N terminal-DDR1, A serum prognostic marker for liver fibrosis

Abstract

Introduction: Discoidin domain receptor 1 (DDR1) is a receptor tyrosine kinase that binds and transmits signals from various collagens in epithelial cells, which including liver cells. However, how DDR1-dependent signaling is regulated has not been understood. It was report that collagen binding induces ectodomain shedding of DDR1. As we know, organ fibrosis is highly dependent on collagens aggregation in target organ. But, no one reported the relationship between DDR1 shedding and liver fibrosis.
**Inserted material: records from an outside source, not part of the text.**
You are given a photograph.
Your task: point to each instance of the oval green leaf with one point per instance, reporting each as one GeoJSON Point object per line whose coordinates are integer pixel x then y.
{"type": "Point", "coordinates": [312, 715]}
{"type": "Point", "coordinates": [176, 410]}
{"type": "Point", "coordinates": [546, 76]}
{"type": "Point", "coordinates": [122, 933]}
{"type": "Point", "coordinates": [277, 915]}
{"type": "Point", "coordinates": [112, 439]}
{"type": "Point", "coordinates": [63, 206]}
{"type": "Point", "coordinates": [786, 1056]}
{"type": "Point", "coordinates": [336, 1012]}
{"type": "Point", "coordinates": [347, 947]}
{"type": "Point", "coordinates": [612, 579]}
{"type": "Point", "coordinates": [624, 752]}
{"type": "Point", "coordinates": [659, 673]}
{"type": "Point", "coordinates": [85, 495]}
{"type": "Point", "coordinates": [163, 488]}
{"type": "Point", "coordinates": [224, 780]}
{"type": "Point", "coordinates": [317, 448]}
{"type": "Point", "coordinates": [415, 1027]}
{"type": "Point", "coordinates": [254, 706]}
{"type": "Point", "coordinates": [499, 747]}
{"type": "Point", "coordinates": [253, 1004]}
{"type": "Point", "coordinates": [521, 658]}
Methods: Here, we valuated the N-Terminal DDR1 in cell culture suspension, which treated by collagen I. We also contributed DDR1 shedding in (Bible- Duct Ligation) BDL mouse model, CCL4 induced liver fibrosis mouse model, HBV related liver fibrosis mouse model, and checked the serum N-terminal DDR1 by Elisa Assay. Furthermore, clinical blood specimens from patients with different stage of liver fibrosis were measured by DDR1-N terminal antibody using Elisa Assay. Results: We found that shedding is not a result of DDR1 signaling, but it results from collagen binding to the ecto- domain of DDR1. More collagen added in culture cell, more N-terminal DDR1 could be detected in suspension. The worse fibrosis of liver in all three mouse models, the more DDR1 shedding was diagnosed. Furthermore, the worse fibrosis of patients, the more N- teminal DDR1 was checked out in their serum. Conclusion: In this report, we identified DDR1 shedding could secret N-teminal DDR1 in serum, which is induced by collagen binding. N- teminal DDR1 was supposed to be a diagnostic hall marker of liver fibrosis.